Nous man­gions hier au marché de la ville, à même le trot­toir, servi par une famille. La mère était aux fourneaux, les filles au ser­vice, la grand-mère dans sa chaise. Quelques can­cre­lats filent sur la dalle, un rat joue dans les épluchures. Accroché au bar­reaux de son parc de bois, sur une table amé­nagée, la petite dernière, à peine un an, observe.
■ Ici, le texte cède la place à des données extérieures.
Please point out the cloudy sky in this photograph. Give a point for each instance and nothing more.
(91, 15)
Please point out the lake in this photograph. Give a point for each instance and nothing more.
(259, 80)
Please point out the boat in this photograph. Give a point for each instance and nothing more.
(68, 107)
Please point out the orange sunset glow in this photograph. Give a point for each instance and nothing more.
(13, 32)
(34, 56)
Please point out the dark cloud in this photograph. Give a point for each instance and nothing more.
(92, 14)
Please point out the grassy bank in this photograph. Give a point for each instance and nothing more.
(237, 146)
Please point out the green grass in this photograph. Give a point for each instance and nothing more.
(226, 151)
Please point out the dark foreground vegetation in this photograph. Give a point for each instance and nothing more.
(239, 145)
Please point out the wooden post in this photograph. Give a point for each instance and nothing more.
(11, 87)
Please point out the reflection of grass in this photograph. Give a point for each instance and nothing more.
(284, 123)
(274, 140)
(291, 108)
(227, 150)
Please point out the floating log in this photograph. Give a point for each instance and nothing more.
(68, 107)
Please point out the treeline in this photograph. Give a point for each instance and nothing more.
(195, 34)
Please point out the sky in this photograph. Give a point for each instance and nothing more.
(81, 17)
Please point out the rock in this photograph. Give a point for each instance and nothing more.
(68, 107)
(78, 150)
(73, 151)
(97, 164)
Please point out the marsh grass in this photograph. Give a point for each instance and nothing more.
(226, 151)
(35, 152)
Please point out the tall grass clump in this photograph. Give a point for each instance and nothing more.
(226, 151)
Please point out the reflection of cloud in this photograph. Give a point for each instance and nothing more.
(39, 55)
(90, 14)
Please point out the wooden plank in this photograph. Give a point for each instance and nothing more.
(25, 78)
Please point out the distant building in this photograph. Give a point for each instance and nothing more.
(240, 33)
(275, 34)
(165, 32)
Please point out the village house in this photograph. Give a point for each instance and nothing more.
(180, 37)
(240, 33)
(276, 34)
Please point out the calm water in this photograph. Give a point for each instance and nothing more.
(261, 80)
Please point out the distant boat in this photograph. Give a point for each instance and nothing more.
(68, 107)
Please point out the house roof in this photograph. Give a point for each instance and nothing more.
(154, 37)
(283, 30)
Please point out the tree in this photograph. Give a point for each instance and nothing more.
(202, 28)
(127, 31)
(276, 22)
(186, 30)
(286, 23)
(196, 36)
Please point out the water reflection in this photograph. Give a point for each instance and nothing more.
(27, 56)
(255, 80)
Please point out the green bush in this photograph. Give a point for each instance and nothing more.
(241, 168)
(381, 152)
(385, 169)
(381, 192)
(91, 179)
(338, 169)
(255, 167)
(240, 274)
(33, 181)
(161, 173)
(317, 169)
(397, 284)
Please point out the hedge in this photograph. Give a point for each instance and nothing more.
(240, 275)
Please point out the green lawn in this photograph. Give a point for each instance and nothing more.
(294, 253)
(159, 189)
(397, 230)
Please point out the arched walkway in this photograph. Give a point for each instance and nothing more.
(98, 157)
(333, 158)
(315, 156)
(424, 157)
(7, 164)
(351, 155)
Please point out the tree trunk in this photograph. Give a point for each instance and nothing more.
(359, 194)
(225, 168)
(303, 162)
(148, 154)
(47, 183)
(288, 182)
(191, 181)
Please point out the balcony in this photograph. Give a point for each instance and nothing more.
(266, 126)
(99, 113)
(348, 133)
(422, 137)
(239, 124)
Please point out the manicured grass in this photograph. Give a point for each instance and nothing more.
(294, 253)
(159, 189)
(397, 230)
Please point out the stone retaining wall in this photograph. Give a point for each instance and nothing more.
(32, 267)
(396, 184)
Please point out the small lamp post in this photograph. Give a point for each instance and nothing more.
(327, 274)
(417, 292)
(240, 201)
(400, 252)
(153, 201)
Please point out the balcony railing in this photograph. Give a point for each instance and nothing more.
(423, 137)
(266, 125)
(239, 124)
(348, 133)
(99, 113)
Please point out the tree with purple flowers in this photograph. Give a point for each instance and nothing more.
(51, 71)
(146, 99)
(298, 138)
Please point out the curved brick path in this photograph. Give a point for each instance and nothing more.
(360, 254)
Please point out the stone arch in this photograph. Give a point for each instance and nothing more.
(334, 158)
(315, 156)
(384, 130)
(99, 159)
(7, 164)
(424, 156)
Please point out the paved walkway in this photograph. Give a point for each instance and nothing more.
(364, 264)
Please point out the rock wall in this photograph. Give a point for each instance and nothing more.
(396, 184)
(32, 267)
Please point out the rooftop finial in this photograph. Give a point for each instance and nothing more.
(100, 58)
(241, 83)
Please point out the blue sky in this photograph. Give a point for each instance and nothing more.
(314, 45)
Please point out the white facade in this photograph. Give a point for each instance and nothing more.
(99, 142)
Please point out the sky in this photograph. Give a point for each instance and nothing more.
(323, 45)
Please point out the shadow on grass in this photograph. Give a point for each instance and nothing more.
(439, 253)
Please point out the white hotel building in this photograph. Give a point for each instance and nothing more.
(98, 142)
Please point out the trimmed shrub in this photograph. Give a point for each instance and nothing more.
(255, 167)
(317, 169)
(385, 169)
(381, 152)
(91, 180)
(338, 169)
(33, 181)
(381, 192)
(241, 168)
Soudain, l’une des gamines se pré­cip­ite. Elle est au milieu de la rue et tape furieuse­ment con­tre le sol. Les Thäis se lèvent, recu­lent. Un homme porte assis­tance à la gamine. Il l’é­carte, tape à son tour. La mère joint ses mains et, atter­rée, fixe le lieu du com­bat. La voi­sine, marchande ambu­lante de pâtés au porc, grimpe sur son tabouret. De quoi s’ag­it-il? D’un insecte. Celui-là même qui avait créé l’af­fole­ment dans le café où nous nous repo­sions, après l’as­cen­sion du Mont Batur, au nord de Bali, en 1991. Un mille-pattes long comme une main, rouge, tacheté, dont la piqûre provoque la mort en une poignée de secondes.